I note, however, the following difficulties in the argument advanced by the majority for accepting the Service’s view:
(a) The Act makes its own definition of non-immigrants, as it does of immigrants. If commuters fit within the definition of non-immigrants, as they appear to do, then they should be held to be such. It is not a sufficient answer to petitioners’ contention to say that commuters a priori are not non-immigrants, and that the definition could hence not have been meant to include them.
(b) If the only purpose of § 1101(a) (15) (H) (ii) was to codify the bracero program, why did Congress continue to re-enact that program specially for a dozen years after 1952?
(c) The petitioners do not suggest that § 1101(a) (15) (H) (ii) exactly describes the current commuter practice. They argue that Congress intended commuters to be within § 1101 (a) (15) (H) (ii) and imposed an additional restriction for the protection of American workers. Agreeing with the majority that law and current practice are different, they argue that the Service is breaking the law.
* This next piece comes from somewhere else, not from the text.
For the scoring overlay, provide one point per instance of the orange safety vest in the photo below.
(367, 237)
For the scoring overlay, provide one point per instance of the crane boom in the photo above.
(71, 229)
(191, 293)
. Nor is it possible, as the majority suggests in another context, to construe Congress’s silence in 1965 as endorsement of the Service’s disapproval of Judge Youngdahl’s decision. True it is that the Service thought Amalgamated Meat Cutters wrongly decided and told Congress so. But at the very same time the Service was in administrative proceedings following the decision it disliked. In Matter of Bailey, 11 I. & N.Dec. 466, 467 (1965), the Board of Immigration Appeals agreed with Judge Youngdahl that a commuter was not to be admitted to the United States in the face of an adverse certification by the Secretary of Labor — a view incompatible with the Service’s current position that a commuter is an 1101(a) (27) (B) immigrant to whom the certification procedure does not apply. In revising the Secretary of Labor’s powers so as to make certification a prerequisite to entry rather than a ground for exclusion, Congress no doubt expected that the Service would continue to follow Judge Youngdahl’s decision in Amalgamated Meat Cutters and its own decision in Bailey, and hold that a com*86muter could not enter unless the Secretary had made the appropriate certification. Specific amendment of § 1101(a) (27) (B) was thus unnecessary.